I spent the afternoon hanging at the hostel before I ventured out in the cold to find some falafel. It was near freezing, so I didn't want to get falafel outside at a stand, but all the indoor places seemed to only sell kebabs. Yet I spent longer in the cold, looking for an indoor restaurant than if I had just eaten the outdoor falafel and been done with it. But no matter, I did finally find a lil restaurant spot for some falafel that was just fair but hit the spot. I chatted with the fellow who ran the place. He was a Kurd from Suli. I gushed over my love of Kurdistan, and we spoke of my work there. He had been a soldier in Saddam's army, and had fought against Iran but ultimately left because he didn't was to be part of it any longer. He was warm and friendly, it was an interaction that I needed. Love the Kurds, even if they make the worst falafel in the Middle East.

Saturday came, and with it a reprieve from the rain. On a cold, grey day I got a transit day pass and hoped the tram out to the Dokumentationscentrum Reichsparteitagsgelande,or Documentation Centre Nazi Party Rally Grounds. The museum, built into the Kongresshalle—a huge Nazi piece of stadium architecture that was never completed, was fascinating.  
It charted the Nazis rise in Germany, and the role of Nuremberg in the Nazi history. Nuremberg was where the Nazi Party held giant rallies in 1927 and 1929, and the annual Nazi Party rallies from 1931 to 1934. The rally grounds served to propagate the Nazi cult and demonstrate Nazi power and ability to mobilize the masses.

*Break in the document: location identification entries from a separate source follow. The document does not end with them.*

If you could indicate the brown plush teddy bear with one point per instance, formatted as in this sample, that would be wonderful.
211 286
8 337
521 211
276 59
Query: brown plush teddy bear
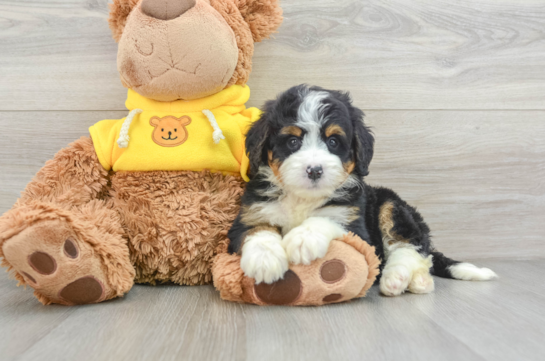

The museum discussed the designs on the grounds by Albert Speer—Hitler's favorite architect who would plan designs for other Nazi cities. It also went through the Nuremberg laws, and their application on minorities within the Reich.

Finally, it outlined Leni Riefenstahl'Triumph of the Will, the famous propaganda movie epic that showed Hitler's arrival to adoring masses in Nuremberg. Her film, which featured a film crews of more than 180 assistants and the finest camera, lighting and editing equipment at the time, was a propaganda piece like no other. It was shown all across Germany, in schools and public squares and helped cement the cult of the Fuhrer.

After touring the museum, I wandered the immense party rally grounds, Zeppelin Field and Zeppelintribune where Hitler would address the rallies.

After this, I hopped the metro over to a punctuation on the period: the Memorium Nuremberg Trials. The fascinating museum in the Nuremberg Palace of Justice explained the process of the war crimes tribunal in the context of international law.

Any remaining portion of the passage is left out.